Ty frowned. “Dad was there with Noreen?”
Dana Sue nodded. “Don’t make a big deal out of it, Ty. I’m sure your dad was there to lend his support to Cal. And I’m also sure he was very proud of the way you spoke up.”
Annie gave Ty a look that Maddie recognized as hero worship. She was barely a year younger than Ty, and there was no mistaking her feelings for him—and the fact that he was oblivious to them. Maddie hoped he wouldn’t inadvertently hurt Annie’s tender heart one of these days.
“You got up in front of everybody and made a speech?” Annie asked him with awe.
“It was no big deal,” Ty said.
“It was a big deal to me,” Cal corrected. “And I think it impressed the board, too.”
Grace returned then with their milk shakes and the burgers for Cal and Ty, then looked at Kyle. “Burger and shake for you, I imagine.”
“You bet,” Kyle said eagerly.
Then Grace turned to Annie. “What about you, young lady? You want a milk shake, too?”
Maddie watched Dana Sue observe her daughter with bated breath as she waited for Annie’s answer.
“No, it’s late,” Annie sai
d eventually. “I’ll just have some water with lemon.”
“Come on, Annie,” Dana Sue encouraged. “It’s a celebration. Have something more than that.”
Annie scowled at her mother. “I don’t want anything else,” she said forcefully. “Maybe you can eat this late but I can’t.”
“That’s okay,” Helen said, stepping in before the battle of wills could escalate. “Annie’s right. I’ll probably be up half the night if I finish this entire milk shake.” She deliberately pushed it away, though she’d taken only a few sips.
Dana Sue sighed, but she let the subject drop.
Maddie’s gaze kept drifting toward Annie as they sat there. She barely touched her water, but her conversation was animated.
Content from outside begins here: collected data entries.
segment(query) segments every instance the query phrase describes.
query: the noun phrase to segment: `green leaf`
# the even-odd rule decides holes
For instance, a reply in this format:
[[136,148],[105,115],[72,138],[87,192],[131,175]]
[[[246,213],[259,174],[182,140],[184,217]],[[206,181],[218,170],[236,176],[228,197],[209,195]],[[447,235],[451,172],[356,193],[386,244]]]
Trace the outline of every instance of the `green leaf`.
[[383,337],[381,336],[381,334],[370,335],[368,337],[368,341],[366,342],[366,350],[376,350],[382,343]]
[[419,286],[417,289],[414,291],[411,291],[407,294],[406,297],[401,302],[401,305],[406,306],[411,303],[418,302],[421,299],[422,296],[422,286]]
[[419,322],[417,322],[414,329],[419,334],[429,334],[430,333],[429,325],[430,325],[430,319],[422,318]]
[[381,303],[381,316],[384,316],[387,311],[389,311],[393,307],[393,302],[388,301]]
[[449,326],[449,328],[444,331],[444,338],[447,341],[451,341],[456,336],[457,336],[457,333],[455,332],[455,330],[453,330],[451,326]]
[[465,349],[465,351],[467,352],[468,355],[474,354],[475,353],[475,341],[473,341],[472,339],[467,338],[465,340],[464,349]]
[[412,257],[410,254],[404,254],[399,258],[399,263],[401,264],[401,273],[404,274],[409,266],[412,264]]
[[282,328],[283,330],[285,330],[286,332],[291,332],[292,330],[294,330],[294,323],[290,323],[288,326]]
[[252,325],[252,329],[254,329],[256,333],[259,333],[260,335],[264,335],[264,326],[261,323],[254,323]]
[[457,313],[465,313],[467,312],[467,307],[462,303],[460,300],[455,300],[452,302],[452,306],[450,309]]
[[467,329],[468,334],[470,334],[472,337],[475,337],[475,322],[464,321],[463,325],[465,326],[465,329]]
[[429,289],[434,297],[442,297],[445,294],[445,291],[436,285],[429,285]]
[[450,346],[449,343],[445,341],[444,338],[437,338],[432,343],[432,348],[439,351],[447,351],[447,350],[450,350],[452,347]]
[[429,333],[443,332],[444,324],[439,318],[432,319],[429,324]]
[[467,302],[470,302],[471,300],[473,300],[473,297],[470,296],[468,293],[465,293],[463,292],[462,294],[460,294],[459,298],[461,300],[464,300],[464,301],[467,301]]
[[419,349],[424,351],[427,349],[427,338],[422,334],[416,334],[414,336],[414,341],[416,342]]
In most ways, she seemed like a perfectly healthy teenager, but Maddie wasn’t convinced that Dana Sue wasn’t right to worry about her. Something wasn’t entirely right.
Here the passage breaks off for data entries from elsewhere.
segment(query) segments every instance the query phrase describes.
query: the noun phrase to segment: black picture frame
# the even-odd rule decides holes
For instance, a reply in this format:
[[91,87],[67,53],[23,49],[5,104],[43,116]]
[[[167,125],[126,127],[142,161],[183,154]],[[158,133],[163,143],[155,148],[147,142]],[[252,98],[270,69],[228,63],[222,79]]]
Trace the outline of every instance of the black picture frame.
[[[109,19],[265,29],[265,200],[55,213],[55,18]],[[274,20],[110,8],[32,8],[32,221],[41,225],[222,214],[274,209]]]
Cal leaned closer. “Stop worrying,” he whispered in her ear.
She regarded him with surprise. “What makes you think I’m worrying?”
“I can see the way you’re watching Annie and I can practically hear those wheels in your head grinding away,” he told her. “Dana Sue’s on top of this.”
“You think so?”
He nodded. “And she has all of you for backup if she needs it.”
“Then you think there’s a problem, too?” she said, meeting his gaze.
Cal didn’t deny it. Instead, he merely said, “It’s nothing that’s going to be solved tonight, okay?”
Maddie nodded. But first chance she had, she was going to do some research on eating disorders and pass it along to Dana Sue. Maybe they were all wrong, but she would hate herself if they did nothing and something bad happened to that beautiful child.
21
It was midafternoon the next day before Maddie had a chance to take a break from work. They’d been overwhelmed with new members in the morning. Apparently word of Cal’s exoneration had spread, and now everyone, including a couple of those who’d walked out on Monday, wanted to join The Corner Spa. Helen had cynically suggested that they were hoping to achieve the same results Maddie had, since she’d so obviously toned up lately and managed to snag herself a hunk like Cal.